Just to add, if you want to use back, you would use -tranform.forward, left will be -transform.right, down will be -transform.up. You can get the same results with TransformDirection.

```
transform.TransformDirection(Vector3.forward);
transform.TransformDirection(Vector3.back);
//and so on...
```

Correct. It's also interesting to mention that the docs actually got it wrong. (which is typical)
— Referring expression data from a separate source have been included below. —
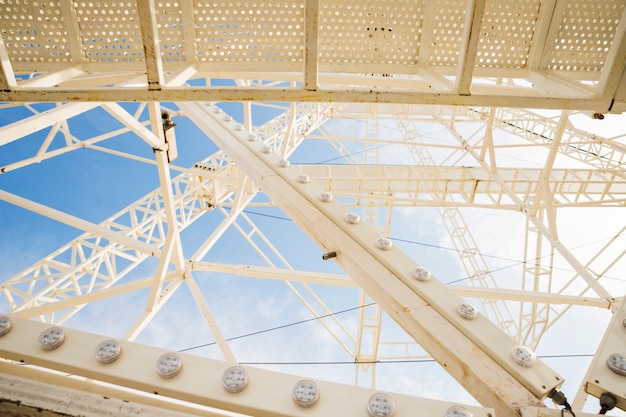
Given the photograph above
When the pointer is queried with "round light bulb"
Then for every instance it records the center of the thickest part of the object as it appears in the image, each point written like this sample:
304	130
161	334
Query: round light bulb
169	365
235	379
384	243
467	311
352	218
421	274
458	411
51	338
380	405
305	393
617	363
523	355
108	351
326	197
5	325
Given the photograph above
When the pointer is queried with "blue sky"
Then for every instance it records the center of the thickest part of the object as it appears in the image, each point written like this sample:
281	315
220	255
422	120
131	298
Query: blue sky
93	185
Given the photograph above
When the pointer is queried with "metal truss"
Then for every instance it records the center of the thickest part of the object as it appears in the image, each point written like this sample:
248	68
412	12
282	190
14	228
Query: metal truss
453	53
351	124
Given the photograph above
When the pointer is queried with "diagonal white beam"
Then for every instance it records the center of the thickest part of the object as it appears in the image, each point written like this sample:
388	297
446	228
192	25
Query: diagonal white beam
78	223
476	353
314	277
209	318
53	78
564	251
117	111
172	250
151	45
24	127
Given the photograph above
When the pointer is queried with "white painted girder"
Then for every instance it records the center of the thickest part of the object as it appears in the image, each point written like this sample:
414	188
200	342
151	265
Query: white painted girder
269	394
427	313
413	185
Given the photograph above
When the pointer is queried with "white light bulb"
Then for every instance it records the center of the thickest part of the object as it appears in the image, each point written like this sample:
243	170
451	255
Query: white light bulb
458	411
326	197
384	243
305	393
467	311
303	179
380	405
352	218
235	379
617	363
421	274
169	365
108	351
523	355
51	338
5	325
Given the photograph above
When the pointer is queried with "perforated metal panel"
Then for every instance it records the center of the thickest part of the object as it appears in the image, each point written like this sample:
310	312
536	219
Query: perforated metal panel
585	34
507	33
459	52
110	31
34	31
370	32
255	31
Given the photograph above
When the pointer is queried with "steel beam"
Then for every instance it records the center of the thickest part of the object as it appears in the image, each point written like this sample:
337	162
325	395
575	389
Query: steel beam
481	96
199	382
475	352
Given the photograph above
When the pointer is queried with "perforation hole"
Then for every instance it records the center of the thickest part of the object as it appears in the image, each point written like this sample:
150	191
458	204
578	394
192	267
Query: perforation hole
585	35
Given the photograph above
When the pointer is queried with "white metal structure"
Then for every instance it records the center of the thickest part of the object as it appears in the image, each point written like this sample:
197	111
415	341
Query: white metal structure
363	130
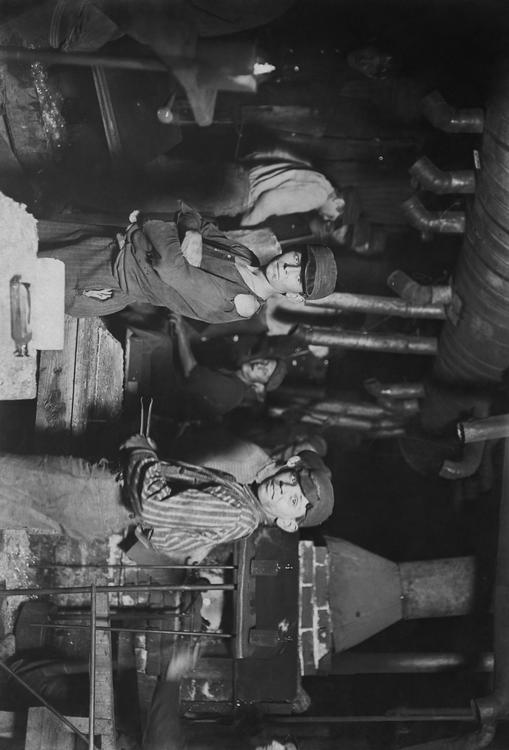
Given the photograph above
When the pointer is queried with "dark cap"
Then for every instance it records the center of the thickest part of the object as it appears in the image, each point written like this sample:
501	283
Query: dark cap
319	272
315	482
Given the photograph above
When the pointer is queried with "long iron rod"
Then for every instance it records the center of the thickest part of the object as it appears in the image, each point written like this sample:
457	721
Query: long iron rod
45	703
489	428
93	632
87	60
115	629
372	304
377	342
117	589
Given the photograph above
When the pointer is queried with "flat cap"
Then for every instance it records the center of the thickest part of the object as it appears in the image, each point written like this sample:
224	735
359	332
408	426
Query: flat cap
319	272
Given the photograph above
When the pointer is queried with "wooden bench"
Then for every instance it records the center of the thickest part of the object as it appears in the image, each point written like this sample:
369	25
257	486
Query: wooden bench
79	403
Transforms direction from local space to world space.

It's actually the opposite, `TransformDirection`

transforms a Vector from global to local space. (They actually gave a correct example with `cameraRelativeRight`

, so they kinda said something but did otherwise) I just tested it out, create an empty scene, with a cube and move it with:

```
void Update()
{
void Update()
{
float h = Input.GetAxis("Horizontal") * speed * Time.deltaTime;
float v = Input.GetAxis("Vertical") * speed * Time.deltaTime;
// _transform.localPosition += _transform.right * h;
// _transform.localPosition += _transform.forward * v;
Vector3 RIGHT = _transform.TransformDirection(Vector3.right);
Vector3 FORWARD = _transform.TransformDirection(Vector3.forward);
_transform.localPosition += RIGHT * h;
_transform.localPosition += FORWARD * v;
}
}
```

`RIGHT`

and `FORWARD`

**are exactly the same as** `transform.right`

and `transform.forward`

. Both will move the cube relative to its local axis.

And since that doc is blown, same is true for the opposite.